Au niveau des personnages, j’ai bien aimé le héros Marshal. Bizarrement, ça devient rare dans la fiction américaine d’avoir un personnage principal qui soit intelligent et vraiment bien intentionné, et qui ne soit pas un guerrier. Marshal est un geek et un écolo. Il constitue une représentation pas trop mal des scientifiques, présentés ici comme des passionnés qui vivent entourés de terrariums. Le scénario le malmène avec une cruauté assez gratuite par moments. Le second personnage, Frances, est moins développé. Mal à l’aise, passive, paumée, elle enchaine les mauvaises décisions. J’ai beaucoup apprécié le duo comique des enquêteurs, avec Copano le fan de musique et Harrington un peu lunaire. Le reste des personnages est un festival de laideur morale entre le petit ami neuneu, le milliardaire véreux prêt à tout détruire et à tuer tout le monde pour un dollar, le manager soumis, le frère camé, la copine égocentrique, les rednecks qui tirent sur n’importe quoi…
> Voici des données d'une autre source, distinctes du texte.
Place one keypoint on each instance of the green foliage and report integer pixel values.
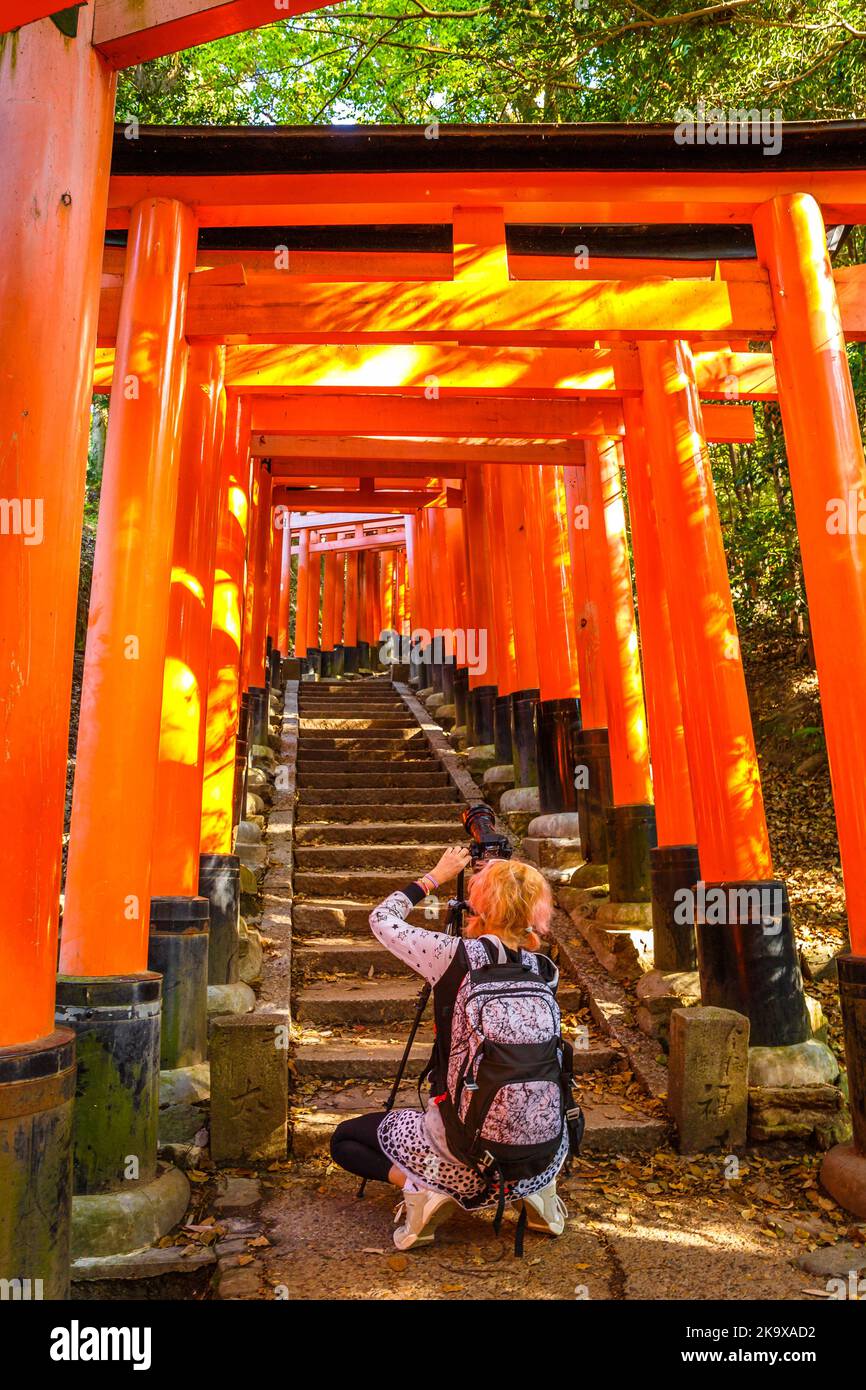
(558, 60)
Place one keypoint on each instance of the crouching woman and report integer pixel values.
(510, 911)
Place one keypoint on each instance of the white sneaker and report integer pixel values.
(546, 1211)
(421, 1214)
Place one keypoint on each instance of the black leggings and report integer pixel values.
(355, 1147)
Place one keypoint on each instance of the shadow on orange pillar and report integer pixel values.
(185, 679)
(726, 783)
(827, 473)
(610, 573)
(594, 708)
(56, 128)
(227, 634)
(106, 915)
(262, 585)
(302, 594)
(672, 784)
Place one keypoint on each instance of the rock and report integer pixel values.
(246, 834)
(562, 824)
(818, 1019)
(815, 1114)
(659, 994)
(237, 1194)
(519, 806)
(230, 998)
(239, 1283)
(252, 957)
(480, 758)
(249, 883)
(834, 1260)
(249, 1087)
(799, 1064)
(844, 1178)
(551, 854)
(708, 1077)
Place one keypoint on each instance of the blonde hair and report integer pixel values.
(512, 901)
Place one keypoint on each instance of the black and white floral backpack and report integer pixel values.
(501, 1069)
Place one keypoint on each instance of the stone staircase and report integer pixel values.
(376, 808)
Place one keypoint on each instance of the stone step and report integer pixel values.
(401, 859)
(377, 1058)
(609, 1127)
(387, 776)
(350, 883)
(342, 916)
(376, 833)
(360, 1061)
(402, 751)
(348, 955)
(357, 1001)
(373, 1001)
(349, 762)
(395, 797)
(356, 726)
Au final, je ne sais pas si je regarderai la prochaine saison. J’ai trouvé cette série très américaine dans son ton et sa façon d’écrire ses personnages. Le scénario est intéressant de par sa critique du gouvernement américain et certains rares personnages sont attachants mais ça reste globalement laid, pas drôle et difficile à regarder pour moi.
POUR TROIS SPOILERS ACHETÉS, UN GRATUIT
Le sort du personnage du milliardaire véreux, qui provoque sa propre chute en cherchant à détruire le champignon, alors qu’il en a besoin pour soigner son cancer, témoigne de l’opinion de la série envers le capitalisme. Il est, je pense, le seul personnage de la série à voler le remède au lieu de le recevoir et le fait qu’il ne soit pas guéri semble indiquer une sorte de conscience du champignon.
J’ai trouvé vraiment dommage de séparer Harington et Copanon, qui fonctionnent très bien en duo. Par ailleurs, il m’a semble bien artificiel qu’ils se retrouvent dans deux camps différents.
Dans la série, différentes factions se mettent en place suite à la découverte du champignon qui guérit tout. Il y a d’abord Marshal, qui veut le cultiver à grande échelle pour en faire don à l’humanité. Il y a ensuite le manager de Frances et la vieille mycologue qui veulent faire fortune avec. Il y a enfin le milliardaire véreux qui veut le détruire pour continuer à vendre des médicaments hors de prix. La série pose la question de ce qu’il adviendrait du monde si un tel médicament universel était découvert et mis à disposition commercialement, ce qui est une question très intéressante. On peut imaginer que les professions médicales disparaitrait rapidement ainsi que toutes les industries pharmaceutiques qui prospèrent sur la mauvaise santé des gens. Ceux qui pourraient payer le champignon pourraient en finir avec leurs maladies chroniques. En étant plus décimée par les virus et le cancer, la population augmenterait forcément, avec de multiples conséquences sur la société et la planète. Les gens pourraient fumer, se droguer et boire de l’alcool librement et ces industries prospéreraient. Un marché noir de champignon émergerait probablement, que tout le monde voudrait contrôler.
J’ai regretté que la série ne s’attarde pas plus sur les visions provoquées par le champignon, qui semblent avoir un sens. Je pense que la seconde saison le fera d’avantage, d’autant plus que certains personnages commencaient à avoir ces visions à l’état d’éveil. Il m’a semblé que les petits êtres blancs étaient amicaux et cherchaient à aider les personnages. La suite nous dire si c’est le cas.